Hungarian politician

József Baracskai (born 14 June 1973) is a Hungarian politician and engineer. Since 2010, he has served as the mayor of Zalaszentgrót. He was also a Member of Parliament (MP) between 2010 and 2014. Baracskai was a member of the Hungarian Socialist Party (MSZP) until 2011, when he became a founding member of the Democratic Coalition (DK), led by former prime minister Ferenc Gyurcsány.

==Profession==
József Baracskai was born in Zalaegerszeg on 14 June 1973. He attended elementary school in Zalaszentgrót before graduating from the Ságvári Endre (present-day Kölcsey Ferenc) Secondary Grammar School of Zalaegerszeg in 1991. In 1996, he attained a degree in technical computer engineering from the Széchenyi István College in Győr in 1996.

==Political career==
Baracskai joined the Hungarian Socialist Party (MSZP) in 2002. He was a member of the local representative body of Zalaszentgrót between 2002 and 2010, where he presided over committees on tourism and the environment. He has served as prefect of the village of Csáford since 2003, which lies in the administrative area of Zalaszentgrót. He became President of the Zala County branch of the MSZP in 2004, retaining the position until 2011. Baracskai was also a member of the Zala County Assembly from 2006 to 2010.
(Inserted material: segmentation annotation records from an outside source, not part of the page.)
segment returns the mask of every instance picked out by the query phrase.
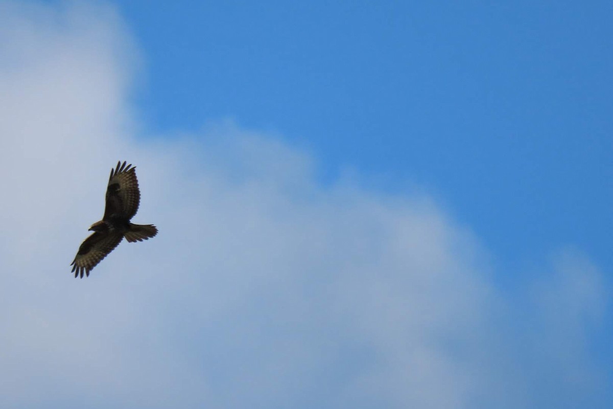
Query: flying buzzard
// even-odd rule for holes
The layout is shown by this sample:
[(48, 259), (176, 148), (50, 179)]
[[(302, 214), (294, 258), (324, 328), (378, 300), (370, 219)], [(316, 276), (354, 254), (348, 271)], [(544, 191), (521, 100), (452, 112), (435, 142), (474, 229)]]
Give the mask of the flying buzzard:
[(136, 214), (140, 201), (139, 181), (135, 167), (117, 162), (111, 169), (107, 188), (104, 216), (89, 227), (93, 234), (83, 241), (70, 266), (76, 278), (83, 273), (89, 277), (89, 272), (107, 256), (126, 237), (128, 242), (142, 242), (158, 234), (153, 224), (134, 224), (130, 219)]

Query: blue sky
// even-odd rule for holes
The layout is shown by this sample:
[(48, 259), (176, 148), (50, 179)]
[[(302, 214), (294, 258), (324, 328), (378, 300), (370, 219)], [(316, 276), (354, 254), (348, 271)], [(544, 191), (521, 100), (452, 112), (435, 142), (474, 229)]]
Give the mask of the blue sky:
[(505, 264), (570, 243), (613, 266), (607, 2), (150, 4), (118, 4), (148, 131), (232, 118), (324, 180), (426, 186)]
[(0, 406), (611, 407), (610, 4), (169, 2), (0, 2)]

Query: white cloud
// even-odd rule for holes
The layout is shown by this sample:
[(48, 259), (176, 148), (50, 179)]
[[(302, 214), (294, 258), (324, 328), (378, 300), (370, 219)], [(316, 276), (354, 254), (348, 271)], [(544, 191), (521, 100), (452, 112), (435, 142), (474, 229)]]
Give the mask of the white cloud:
[[(308, 154), (232, 123), (135, 139), (137, 61), (112, 8), (2, 3), (0, 16), (2, 406), (607, 399), (586, 339), (606, 286), (581, 254), (557, 258), (524, 304), (425, 195), (321, 186)], [(74, 280), (118, 159), (137, 166), (135, 222), (160, 234)]]

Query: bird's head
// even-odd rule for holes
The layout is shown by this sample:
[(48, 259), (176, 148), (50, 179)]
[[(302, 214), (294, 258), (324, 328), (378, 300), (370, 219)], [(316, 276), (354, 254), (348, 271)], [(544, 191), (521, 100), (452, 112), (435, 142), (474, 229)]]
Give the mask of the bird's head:
[(96, 221), (89, 227), (89, 231), (102, 231), (108, 229), (107, 224), (103, 221)]

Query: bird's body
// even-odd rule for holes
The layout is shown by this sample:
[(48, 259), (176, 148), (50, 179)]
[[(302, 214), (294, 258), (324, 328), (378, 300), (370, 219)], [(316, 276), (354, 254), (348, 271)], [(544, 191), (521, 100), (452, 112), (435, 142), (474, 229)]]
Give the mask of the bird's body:
[(106, 207), (102, 220), (89, 227), (94, 232), (83, 241), (70, 266), (75, 277), (91, 270), (112, 251), (124, 237), (128, 242), (140, 242), (158, 234), (153, 224), (135, 224), (130, 220), (136, 214), (140, 201), (140, 191), (135, 167), (117, 162), (111, 169), (107, 188)]

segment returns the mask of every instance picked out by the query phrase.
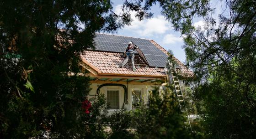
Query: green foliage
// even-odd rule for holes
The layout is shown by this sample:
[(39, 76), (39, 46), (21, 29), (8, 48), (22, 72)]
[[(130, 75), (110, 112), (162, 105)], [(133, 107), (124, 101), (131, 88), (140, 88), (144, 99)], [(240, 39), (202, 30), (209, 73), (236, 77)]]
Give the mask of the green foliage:
[(95, 32), (131, 21), (112, 9), (110, 0), (0, 2), (1, 138), (50, 131), (52, 138), (73, 139), (84, 132), (77, 118), (90, 83), (80, 56), (93, 48)]
[(133, 111), (133, 125), (139, 139), (192, 139), (173, 93), (150, 96), (148, 107)]
[[(196, 75), (195, 102), (205, 137), (255, 139), (255, 1), (130, 0), (124, 6), (133, 3), (139, 6), (132, 10), (147, 13), (156, 2), (175, 29), (186, 35), (186, 65)], [(210, 5), (216, 2), (226, 8), (219, 15), (217, 26), (218, 19), (212, 14), (215, 7)], [(195, 17), (204, 20), (203, 28), (192, 26)]]

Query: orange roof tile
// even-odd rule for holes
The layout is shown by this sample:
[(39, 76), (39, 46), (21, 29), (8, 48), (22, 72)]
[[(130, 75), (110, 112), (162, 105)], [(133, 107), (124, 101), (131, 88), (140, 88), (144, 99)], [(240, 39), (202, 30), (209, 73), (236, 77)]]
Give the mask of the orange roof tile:
[[(157, 44), (153, 40), (149, 40), (149, 41), (153, 43), (156, 47), (165, 53), (166, 55), (169, 55), (169, 52), (165, 49)], [(176, 57), (173, 57), (173, 60), (181, 67), (181, 73), (182, 75), (184, 77), (193, 77), (194, 74), (193, 72), (189, 68), (187, 67), (180, 61)]]
[[(93, 65), (97, 69), (104, 73), (116, 73), (127, 75), (139, 75), (141, 76), (166, 76), (164, 68), (159, 67), (156, 70), (155, 67), (149, 67), (146, 69), (146, 65), (142, 58), (137, 55), (134, 58), (135, 67), (138, 65), (139, 62), (139, 68), (137, 68), (135, 72), (133, 71), (130, 63), (128, 62), (129, 68), (119, 67), (119, 65), (124, 60), (122, 56), (122, 53), (120, 52), (105, 52), (95, 51), (85, 51), (81, 55), (82, 60), (85, 60), (91, 65)], [(130, 60), (129, 60), (130, 61)]]
[[(169, 56), (169, 52), (164, 48), (157, 44), (153, 40), (149, 40), (157, 48), (163, 51), (167, 56)], [(119, 74), (126, 75), (139, 75), (140, 76), (155, 76), (165, 77), (165, 69), (164, 68), (158, 67), (156, 69), (155, 67), (149, 67), (146, 69), (146, 66), (148, 66), (144, 60), (138, 54), (135, 54), (134, 57), (134, 62), (135, 67), (139, 65), (139, 68), (137, 68), (135, 72), (133, 71), (131, 68), (132, 65), (130, 60), (126, 65), (129, 66), (129, 68), (120, 68), (119, 67), (122, 62), (124, 59), (123, 53), (101, 51), (93, 50), (87, 50), (84, 51), (81, 55), (81, 58), (83, 61), (85, 60), (89, 63), (89, 66), (93, 67), (92, 68), (96, 69), (97, 72), (101, 72), (100, 73), (110, 73)], [(181, 73), (184, 77), (192, 77), (193, 75), (193, 72), (187, 68), (177, 58), (173, 57), (174, 61), (181, 67)], [(119, 64), (119, 65), (118, 65)], [(87, 64), (87, 65), (88, 65)], [(92, 65), (92, 66), (91, 66)]]

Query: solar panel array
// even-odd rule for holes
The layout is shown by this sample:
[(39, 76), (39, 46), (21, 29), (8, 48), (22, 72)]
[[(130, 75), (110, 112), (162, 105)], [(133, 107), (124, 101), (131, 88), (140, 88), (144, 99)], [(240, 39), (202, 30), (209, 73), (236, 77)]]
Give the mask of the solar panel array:
[(139, 47), (149, 66), (166, 67), (167, 56), (149, 40), (99, 33), (96, 35), (94, 39), (96, 50), (123, 52), (128, 42), (131, 41)]

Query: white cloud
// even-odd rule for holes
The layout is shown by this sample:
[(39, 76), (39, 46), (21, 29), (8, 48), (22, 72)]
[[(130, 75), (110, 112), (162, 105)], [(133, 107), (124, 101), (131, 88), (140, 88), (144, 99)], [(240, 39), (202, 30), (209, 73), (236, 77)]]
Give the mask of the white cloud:
[[(122, 13), (122, 5), (117, 5), (115, 8), (115, 13), (120, 15)], [(135, 12), (130, 12), (133, 21), (131, 25), (125, 26), (123, 29), (138, 33), (143, 36), (152, 36), (154, 35), (163, 34), (167, 31), (172, 30), (171, 24), (166, 21), (164, 16), (158, 15), (148, 20), (139, 21), (135, 18)]]
[(177, 42), (182, 42), (182, 38), (181, 36), (176, 36), (171, 34), (168, 34), (164, 37), (162, 43), (163, 44), (175, 44)]
[(205, 23), (204, 21), (200, 20), (200, 21), (194, 23), (193, 24), (193, 26), (195, 26), (196, 28), (201, 27), (201, 28), (203, 28), (205, 24)]

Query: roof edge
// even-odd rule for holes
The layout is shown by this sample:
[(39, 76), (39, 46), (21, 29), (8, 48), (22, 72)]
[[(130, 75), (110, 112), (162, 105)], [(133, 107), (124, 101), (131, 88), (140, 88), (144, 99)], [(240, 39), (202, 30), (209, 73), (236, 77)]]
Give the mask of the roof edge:
[(112, 73), (99, 73), (98, 75), (109, 75), (109, 76), (127, 76), (133, 77), (151, 77), (155, 78), (164, 78), (166, 77), (166, 75), (141, 75), (141, 74), (118, 74)]

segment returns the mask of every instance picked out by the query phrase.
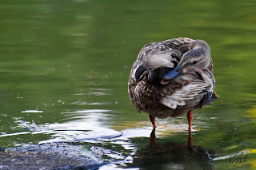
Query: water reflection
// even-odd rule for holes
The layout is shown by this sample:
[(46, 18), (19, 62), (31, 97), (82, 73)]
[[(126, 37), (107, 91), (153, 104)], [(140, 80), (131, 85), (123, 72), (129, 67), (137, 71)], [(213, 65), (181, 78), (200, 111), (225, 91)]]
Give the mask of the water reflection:
[(119, 136), (122, 135), (120, 132), (108, 128), (104, 125), (110, 118), (109, 112), (110, 110), (84, 109), (64, 113), (71, 114), (74, 121), (44, 125), (44, 128), (53, 130), (50, 132), (52, 139), (41, 143), (100, 140)]
[(166, 142), (158, 143), (153, 131), (150, 142), (145, 148), (139, 148), (133, 156), (130, 168), (145, 169), (215, 169), (213, 163), (214, 152), (198, 146)]

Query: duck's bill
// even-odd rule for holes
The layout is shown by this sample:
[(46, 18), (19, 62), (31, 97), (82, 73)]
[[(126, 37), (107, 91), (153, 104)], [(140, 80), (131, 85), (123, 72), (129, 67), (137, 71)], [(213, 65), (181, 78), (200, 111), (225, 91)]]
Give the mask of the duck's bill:
[(181, 73), (181, 66), (179, 65), (177, 65), (177, 66), (173, 70), (169, 72), (166, 75), (165, 75), (163, 78), (166, 80), (175, 78)]

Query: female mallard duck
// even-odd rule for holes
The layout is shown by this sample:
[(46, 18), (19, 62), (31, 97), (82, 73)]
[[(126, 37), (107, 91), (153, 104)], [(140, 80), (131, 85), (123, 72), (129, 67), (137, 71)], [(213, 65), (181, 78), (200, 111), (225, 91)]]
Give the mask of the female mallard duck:
[(187, 113), (190, 133), (193, 111), (218, 98), (214, 87), (210, 46), (186, 38), (146, 45), (128, 82), (131, 102), (139, 113), (149, 113), (154, 130), (155, 117)]

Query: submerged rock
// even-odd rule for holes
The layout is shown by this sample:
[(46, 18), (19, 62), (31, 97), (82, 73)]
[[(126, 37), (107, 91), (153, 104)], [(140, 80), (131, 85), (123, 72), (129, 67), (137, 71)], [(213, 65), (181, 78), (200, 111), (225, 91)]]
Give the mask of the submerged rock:
[(82, 145), (65, 143), (30, 144), (0, 152), (0, 169), (97, 169), (99, 156), (86, 156)]

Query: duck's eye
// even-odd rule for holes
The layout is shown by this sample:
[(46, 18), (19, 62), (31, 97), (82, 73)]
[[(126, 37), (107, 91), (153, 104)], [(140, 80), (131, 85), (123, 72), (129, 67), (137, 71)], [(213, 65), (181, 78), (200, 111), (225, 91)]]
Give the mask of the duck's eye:
[(196, 61), (196, 60), (194, 60), (194, 61), (193, 61), (193, 62), (192, 62), (194, 65), (195, 65), (195, 64), (197, 64), (198, 63), (198, 61)]

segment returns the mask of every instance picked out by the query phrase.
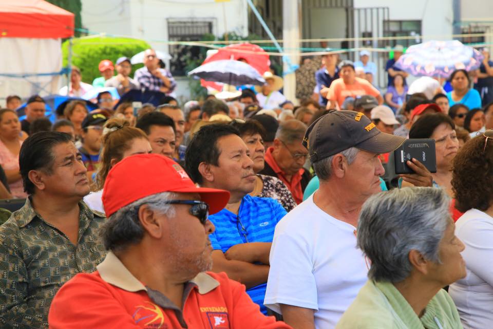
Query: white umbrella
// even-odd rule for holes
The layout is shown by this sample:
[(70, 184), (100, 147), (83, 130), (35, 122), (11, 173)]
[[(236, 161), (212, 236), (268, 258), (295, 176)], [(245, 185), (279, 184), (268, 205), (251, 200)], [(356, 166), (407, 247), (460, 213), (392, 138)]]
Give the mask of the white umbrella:
[[(132, 58), (130, 60), (130, 62), (131, 64), (144, 63), (144, 52), (145, 52), (145, 50), (144, 51), (141, 51), (139, 53), (137, 53), (132, 56)], [(159, 50), (156, 50), (156, 56), (158, 57), (158, 58), (163, 61), (171, 59), (171, 56), (169, 54), (166, 52), (159, 51)]]
[(266, 80), (249, 64), (233, 60), (220, 60), (203, 64), (188, 72), (206, 81), (222, 82), (233, 86), (243, 84), (263, 85)]

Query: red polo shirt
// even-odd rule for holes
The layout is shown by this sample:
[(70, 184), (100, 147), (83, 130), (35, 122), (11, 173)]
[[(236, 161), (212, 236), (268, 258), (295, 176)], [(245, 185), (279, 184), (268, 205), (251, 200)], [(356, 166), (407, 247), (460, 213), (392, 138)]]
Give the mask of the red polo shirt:
[(267, 149), (267, 152), (266, 152), (266, 162), (271, 166), (272, 170), (277, 174), (278, 178), (286, 185), (290, 192), (291, 192), (291, 195), (293, 195), (293, 198), (296, 202), (296, 204), (299, 205), (303, 202), (301, 175), (305, 172), (305, 169), (300, 169), (298, 171), (298, 172), (291, 176), (291, 181), (288, 180), (286, 178), (286, 173), (277, 165), (274, 157), (272, 156), (272, 151), (273, 150), (274, 148), (272, 147)]
[(91, 274), (78, 274), (58, 291), (50, 329), (290, 328), (260, 312), (245, 286), (224, 273), (200, 273), (185, 284), (183, 305), (146, 287), (112, 253)]

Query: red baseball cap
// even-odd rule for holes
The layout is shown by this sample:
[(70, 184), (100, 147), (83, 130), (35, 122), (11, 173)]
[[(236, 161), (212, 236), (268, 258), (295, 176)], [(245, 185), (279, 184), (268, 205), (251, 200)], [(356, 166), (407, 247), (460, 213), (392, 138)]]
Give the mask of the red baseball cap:
[(109, 60), (103, 60), (99, 62), (99, 66), (98, 66), (98, 67), (99, 68), (100, 72), (105, 71), (108, 68), (111, 70), (115, 69), (115, 66), (113, 66), (113, 62)]
[(137, 154), (117, 163), (103, 189), (103, 205), (109, 217), (120, 208), (146, 196), (163, 192), (198, 193), (209, 213), (220, 211), (230, 199), (223, 190), (198, 188), (179, 164), (160, 154)]
[(414, 117), (414, 116), (421, 114), (425, 112), (425, 109), (428, 109), (428, 108), (432, 108), (435, 110), (437, 113), (442, 112), (442, 109), (440, 108), (440, 107), (434, 103), (430, 103), (429, 104), (422, 104), (414, 107), (414, 109), (412, 110), (412, 112), (411, 112), (411, 121), (412, 121), (412, 118)]

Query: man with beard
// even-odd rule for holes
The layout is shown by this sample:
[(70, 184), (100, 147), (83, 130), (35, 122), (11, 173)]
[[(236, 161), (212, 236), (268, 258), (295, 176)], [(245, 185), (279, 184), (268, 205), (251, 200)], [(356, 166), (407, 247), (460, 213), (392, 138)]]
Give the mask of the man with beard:
[(104, 259), (98, 234), (104, 214), (82, 202), (87, 170), (68, 134), (30, 136), (19, 163), (29, 197), (0, 227), (0, 327), (44, 328), (62, 285)]
[(108, 255), (97, 271), (60, 289), (50, 327), (289, 328), (263, 316), (243, 286), (205, 272), (214, 231), (208, 211), (229, 198), (225, 191), (197, 188), (162, 155), (118, 163), (103, 193)]

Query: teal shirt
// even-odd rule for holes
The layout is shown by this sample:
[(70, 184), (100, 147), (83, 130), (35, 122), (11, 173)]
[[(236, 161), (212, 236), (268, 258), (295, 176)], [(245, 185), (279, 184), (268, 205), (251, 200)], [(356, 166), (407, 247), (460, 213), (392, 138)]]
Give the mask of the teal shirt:
[[(307, 188), (305, 189), (305, 193), (303, 193), (303, 201), (308, 199), (310, 195), (313, 194), (315, 191), (318, 189), (318, 186), (320, 185), (320, 181), (318, 180), (318, 177), (314, 176), (313, 178), (310, 180)], [(385, 185), (385, 181), (380, 177), (380, 188), (382, 191), (388, 191), (387, 185)]]
[(103, 77), (96, 78), (92, 81), (92, 86), (94, 88), (103, 88), (104, 87), (104, 83), (106, 81)]
[(335, 329), (462, 329), (452, 299), (441, 289), (421, 318), (390, 282), (368, 280)]

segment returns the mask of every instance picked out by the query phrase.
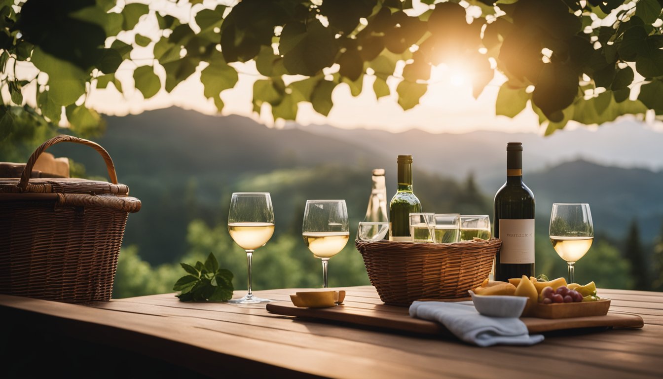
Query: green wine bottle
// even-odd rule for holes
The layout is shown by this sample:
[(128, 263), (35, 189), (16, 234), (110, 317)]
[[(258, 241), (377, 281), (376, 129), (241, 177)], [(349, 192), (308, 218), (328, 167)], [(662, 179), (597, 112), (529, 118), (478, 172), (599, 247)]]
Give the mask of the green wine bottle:
[(522, 183), (522, 144), (507, 145), (507, 183), (495, 194), (495, 280), (534, 276), (534, 195)]
[(412, 156), (398, 155), (398, 187), (389, 203), (389, 240), (412, 241), (410, 214), (421, 212), (421, 202), (412, 192)]

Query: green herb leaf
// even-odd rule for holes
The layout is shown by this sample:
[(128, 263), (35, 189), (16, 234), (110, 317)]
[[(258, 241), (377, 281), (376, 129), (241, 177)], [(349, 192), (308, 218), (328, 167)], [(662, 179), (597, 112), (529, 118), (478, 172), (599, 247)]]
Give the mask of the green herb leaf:
[(175, 285), (172, 287), (173, 291), (182, 291), (186, 288), (190, 288), (198, 281), (198, 278), (188, 275), (183, 276), (175, 282)]
[(189, 275), (175, 283), (173, 290), (180, 301), (227, 301), (233, 297), (233, 273), (219, 268), (214, 254), (210, 253), (205, 263), (196, 262), (195, 266), (181, 263)]
[(180, 265), (182, 266), (182, 268), (184, 269), (184, 271), (186, 271), (186, 272), (190, 273), (191, 275), (194, 275), (194, 276), (195, 276), (196, 277), (200, 276), (200, 271), (199, 271), (198, 270), (196, 269), (196, 268), (194, 267), (192, 265), (188, 265), (188, 264), (184, 264), (184, 263), (180, 264)]

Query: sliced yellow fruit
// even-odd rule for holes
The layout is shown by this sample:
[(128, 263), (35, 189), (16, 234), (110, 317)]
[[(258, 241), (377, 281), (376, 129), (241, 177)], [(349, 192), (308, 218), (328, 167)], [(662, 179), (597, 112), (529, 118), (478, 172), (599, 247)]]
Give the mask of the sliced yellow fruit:
[(337, 293), (335, 303), (337, 304), (342, 304), (343, 301), (345, 299), (345, 291), (341, 289), (341, 291), (335, 291), (334, 292)]
[(474, 293), (477, 295), (513, 295), (516, 291), (516, 286), (511, 283), (499, 282), (490, 287), (477, 287), (474, 289)]
[(509, 282), (515, 285), (516, 287), (518, 287), (518, 285), (520, 284), (520, 280), (521, 278), (520, 277), (512, 277), (511, 279), (509, 279)]
[(522, 275), (520, 283), (516, 287), (516, 291), (513, 294), (516, 296), (524, 296), (529, 299), (527, 301), (527, 305), (525, 305), (525, 309), (522, 311), (524, 316), (529, 314), (530, 311), (533, 309), (538, 301), (538, 292), (536, 291), (536, 287), (534, 287), (534, 283), (532, 283), (532, 281), (529, 280), (529, 278), (525, 275)]
[(536, 283), (534, 283), (532, 284), (534, 284), (534, 287), (536, 288), (536, 293), (540, 293), (541, 291), (548, 285), (552, 287), (553, 289), (557, 289), (562, 285), (566, 285), (566, 279), (564, 277), (558, 277), (549, 281), (537, 281)]
[(601, 297), (595, 295), (587, 295), (582, 298), (583, 301), (598, 301), (599, 300), (601, 300)]
[(566, 287), (568, 288), (569, 289), (575, 289), (575, 290), (577, 290), (578, 288), (581, 287), (582, 286), (577, 283), (572, 283), (571, 284), (566, 286)]
[(581, 285), (578, 287), (575, 291), (577, 291), (583, 296), (590, 296), (596, 295), (596, 283), (593, 281), (590, 281), (589, 283), (585, 284), (585, 285)]

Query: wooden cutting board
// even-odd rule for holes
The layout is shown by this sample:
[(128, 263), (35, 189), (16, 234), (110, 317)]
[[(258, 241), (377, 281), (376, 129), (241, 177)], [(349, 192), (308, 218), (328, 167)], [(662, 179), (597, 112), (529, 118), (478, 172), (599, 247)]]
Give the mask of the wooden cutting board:
[[(413, 319), (406, 307), (372, 304), (346, 299), (342, 305), (331, 308), (299, 308), (290, 301), (270, 303), (267, 311), (272, 313), (337, 321), (350, 325), (377, 327), (421, 335), (448, 335), (449, 331), (439, 323)], [(579, 328), (619, 327), (642, 328), (642, 317), (637, 315), (609, 312), (605, 316), (568, 319), (520, 319), (530, 333)]]

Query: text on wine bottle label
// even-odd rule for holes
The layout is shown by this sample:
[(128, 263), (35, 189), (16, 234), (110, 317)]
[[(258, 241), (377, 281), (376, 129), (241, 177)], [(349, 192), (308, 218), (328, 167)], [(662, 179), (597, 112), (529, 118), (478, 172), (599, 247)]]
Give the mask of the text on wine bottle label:
[(531, 264), (534, 262), (534, 220), (501, 219), (500, 263)]

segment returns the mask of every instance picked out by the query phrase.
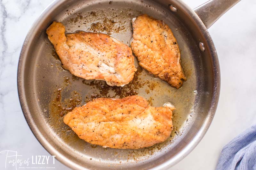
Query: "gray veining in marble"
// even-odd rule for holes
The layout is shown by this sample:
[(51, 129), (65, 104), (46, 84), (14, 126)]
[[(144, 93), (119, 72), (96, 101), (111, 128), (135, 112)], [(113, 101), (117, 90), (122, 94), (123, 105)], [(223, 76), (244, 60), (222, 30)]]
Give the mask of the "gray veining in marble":
[[(192, 8), (205, 1), (184, 0)], [(34, 136), (25, 119), (16, 79), (20, 53), (27, 33), (52, 1), (0, 1), (0, 152), (17, 151), (23, 158), (51, 156)], [(209, 29), (220, 65), (219, 106), (212, 124), (199, 144), (170, 169), (215, 169), (223, 147), (256, 123), (255, 9), (255, 0), (242, 0)], [(0, 169), (4, 169), (5, 157), (5, 153), (0, 154)], [(68, 169), (57, 160), (50, 166)], [(6, 169), (15, 168), (7, 165)]]

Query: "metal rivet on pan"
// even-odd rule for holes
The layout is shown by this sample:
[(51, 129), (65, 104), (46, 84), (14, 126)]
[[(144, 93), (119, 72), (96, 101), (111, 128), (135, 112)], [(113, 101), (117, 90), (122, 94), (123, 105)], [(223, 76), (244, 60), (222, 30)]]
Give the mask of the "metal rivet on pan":
[(200, 42), (199, 43), (199, 48), (203, 52), (204, 51), (204, 45), (203, 42)]
[(170, 9), (172, 12), (177, 11), (177, 9), (175, 6), (173, 6), (172, 5), (169, 5), (169, 8), (170, 8)]

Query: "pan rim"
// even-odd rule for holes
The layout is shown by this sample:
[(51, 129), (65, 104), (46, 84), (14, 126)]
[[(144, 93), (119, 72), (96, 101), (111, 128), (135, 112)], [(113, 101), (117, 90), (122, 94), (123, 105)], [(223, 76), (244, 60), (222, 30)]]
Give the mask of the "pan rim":
[[(23, 73), (26, 61), (24, 58), (26, 57), (30, 46), (30, 43), (31, 43), (30, 40), (35, 35), (35, 33), (33, 30), (39, 25), (38, 23), (43, 22), (47, 17), (48, 13), (53, 10), (55, 7), (58, 6), (64, 1), (65, 0), (55, 0), (52, 2), (37, 18), (28, 32), (22, 45), (19, 61), (17, 77), (18, 93), (24, 117), (32, 133), (42, 146), (50, 154), (55, 155), (56, 158), (58, 160), (67, 166), (72, 168), (88, 169), (69, 160), (64, 155), (59, 152), (50, 144), (46, 138), (43, 136), (31, 116), (27, 103), (24, 88), (24, 76)], [(171, 2), (172, 1), (169, 0), (169, 1)], [(171, 159), (167, 160), (162, 164), (152, 168), (154, 169), (161, 169), (173, 166), (187, 156), (197, 145), (205, 135), (212, 121), (217, 109), (220, 91), (220, 71), (219, 61), (215, 47), (207, 29), (195, 11), (186, 4), (180, 0), (176, 2), (175, 4), (179, 4), (179, 8), (182, 9), (187, 12), (189, 17), (189, 19), (195, 22), (195, 24), (199, 28), (201, 32), (201, 33), (203, 34), (205, 39), (205, 41), (206, 42), (204, 44), (206, 50), (207, 49), (209, 52), (210, 57), (212, 60), (212, 64), (213, 70), (212, 78), (213, 82), (212, 97), (211, 101), (211, 107), (208, 112), (210, 116), (207, 118), (208, 119), (207, 120), (208, 121), (205, 121), (203, 126), (199, 130), (198, 133), (182, 150)]]

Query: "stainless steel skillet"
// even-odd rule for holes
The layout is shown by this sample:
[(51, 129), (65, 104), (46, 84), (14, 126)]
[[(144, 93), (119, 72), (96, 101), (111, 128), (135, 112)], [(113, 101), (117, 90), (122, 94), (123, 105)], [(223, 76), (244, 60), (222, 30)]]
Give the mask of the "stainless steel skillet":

During the 2010 parliamentary election, Baracskai was elected a Member of Parliament via the MSZP regional list of Zala County. He was involved in the Committee on Sustainable Development between May and October 2010, the Committee on Human Rights, Minorities, Civil, and Religious Affairs between 2010 and 2011, and the Health Committee between 2011 and 2014. Baracskai was elected mayor of Zalaszentgrót in the 2010 local elections, defeating incumbent mayor József Császár. He was re-elected in the 2014 and 2019.

The 2010 parliamentary election led to the deepening of political divides within the Hungarian Socialist Party, and Baracskai left to join the Democratic Coalition Party of Hungary. Formally, Baracskai was an independent MP between 2011 and 2014.